Die Auseinandersetzung mit Cockpit trifft den Konzern zur Unzeit. Er setzt vor allem auf ein rigides Sparprogramm. Dazu gehörte auch der Abbau von rund 36 000 Stellen. Zwar hat die Lufthansa die staatlichen Hilfsgelder von insgesamt neun Milliarden Euro inzwischen zurückgezahlt, musste dafür aber erhebliche Schulden am Kapitalmarkt aufnehmen. Insgesamt wuchs der Schuldenberg bis Ende 2021 auf 16,7 Milliarden Euro. Der Konzern setzt daher weiter auf »Kostensenkung«. Doch die Gewerkschaften wehren sich. Erst vor einer Woche hatte ein 26-stündiger Warnstreik des bei der Dienstleistungsgewerkschaft Verdi organisierten Bodenpersonals den Flugbetrieb weitgehend lahmgelegt. Über 1000 Flüge mussten gestrichen werden, 130 000 Passagiere waren betroffen.

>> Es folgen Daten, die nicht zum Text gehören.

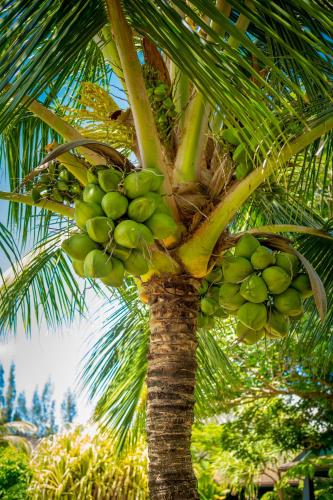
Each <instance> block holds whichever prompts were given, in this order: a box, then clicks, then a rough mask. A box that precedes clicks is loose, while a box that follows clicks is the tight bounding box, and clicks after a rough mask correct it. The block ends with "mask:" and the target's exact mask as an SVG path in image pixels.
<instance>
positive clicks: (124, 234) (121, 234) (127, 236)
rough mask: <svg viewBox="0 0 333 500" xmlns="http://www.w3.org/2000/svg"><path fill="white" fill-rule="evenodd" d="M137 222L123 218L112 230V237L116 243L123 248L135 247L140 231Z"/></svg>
mask: <svg viewBox="0 0 333 500" xmlns="http://www.w3.org/2000/svg"><path fill="white" fill-rule="evenodd" d="M139 229H140V228H139V224H138V222H135V221H134V220H123V221H122V222H120V223H119V224H118V225H117V226H116V229H115V231H114V239H115V241H116V243H117V244H118V245H121V246H123V247H125V248H137V247H138V242H139V237H140V232H139Z"/></svg>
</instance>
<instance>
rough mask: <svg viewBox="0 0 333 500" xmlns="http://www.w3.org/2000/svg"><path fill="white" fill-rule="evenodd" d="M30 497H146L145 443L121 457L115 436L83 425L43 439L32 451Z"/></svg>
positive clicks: (57, 497) (41, 497)
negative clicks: (84, 429)
mask: <svg viewBox="0 0 333 500" xmlns="http://www.w3.org/2000/svg"><path fill="white" fill-rule="evenodd" d="M32 468H33V479H32V482H31V485H30V488H29V494H30V497H29V498H31V499H34V500H36V499H38V500H39V499H47V500H52V499H57V498H62V499H63V498H73V499H75V500H96V499H103V500H108V499H113V500H114V499H124V498H126V499H128V500H142V499H145V498H147V459H146V455H145V453H144V451H143V448H142V446H141V447H139V448H137V451H135V452H131V451H130V450H128V452H127V453H126V454H124V455H123V456H122V457H119V458H118V457H117V456H116V454H115V453H114V446H113V442H112V439H110V438H107V437H105V436H102V435H100V434H95V435H93V436H91V435H90V434H89V433H87V432H85V431H83V430H82V429H81V428H77V429H75V430H70V431H68V432H66V433H64V434H60V435H55V436H52V437H49V438H45V439H43V440H42V441H41V442H40V444H39V445H38V446H37V448H36V449H35V450H34V453H33V455H32Z"/></svg>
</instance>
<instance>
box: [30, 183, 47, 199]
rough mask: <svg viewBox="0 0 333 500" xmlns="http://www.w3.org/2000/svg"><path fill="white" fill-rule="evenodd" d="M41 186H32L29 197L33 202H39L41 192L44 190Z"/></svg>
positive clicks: (41, 197) (41, 195)
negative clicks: (29, 197) (31, 199)
mask: <svg viewBox="0 0 333 500" xmlns="http://www.w3.org/2000/svg"><path fill="white" fill-rule="evenodd" d="M44 189H45V188H44V187H43V186H34V187H33V188H32V190H31V198H32V201H33V202H34V203H39V202H40V200H41V199H42V192H43V191H44Z"/></svg>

Verdi fordert für die rund 20 000 am Boden beschäftigten Mitarbeiter 9,5 Prozent mehr Lohn bei einer Laufzeit von zwölf Monaten. Mit mehreren Konkurrenzunternehmen der Lufthansa hat Verdi inzwischen Tarifabschlüsse erzielt, die teilweise deutlich über dem Niveau der Lufthansa liegen.

VC-Pressesprecher Matthias Baier gab sich in Bezug auf den Tarifstreit gegenüber »nd« gelassen. Das Management habe signalisiert »dass man das Signal, das von der Urabstimmung ausgeht, verstanden hat«. Derzeit befinde man sich in der »Terminfindungsphase« und gehe davon aus, dass es »zeitnah« weitere Verhandlungen geben werde, bei denen es substanzielle Fortschritte geben könnte. Zwar könne er einen Streik als letztes Mittel nicht ausschließen, doch er gehe davon aus, dass auch der Konzern ein großes Interesse habe, dies zu vermeiden, erklärte Baier. In der Tat hätte ein Streik, der möglicherweise auch noch den Rückreiseverkehr der Feriensaison betreffen würde, gravierende Auswirkungen.

Der Konzern wird jedenfalls nicht so schnell zur Ruhe kommen. Denn bereits im Oktober droht die nächste Tarifauseinandersetzung mit einer weiteren Berufsgruppe – den Flugbegleitern. Deren Gewerkschaft UFO hat bereits angekündigt, dass sie auf eine Korrektur des dann auslaufenden »Beschäftigungssicherungs-Tarifvertrags« drängen wird, der mit erheblichen Lohneinbußen verbunden war. Bisherige Gespräche haben offenbar noch zu keiner Annäherung geführt.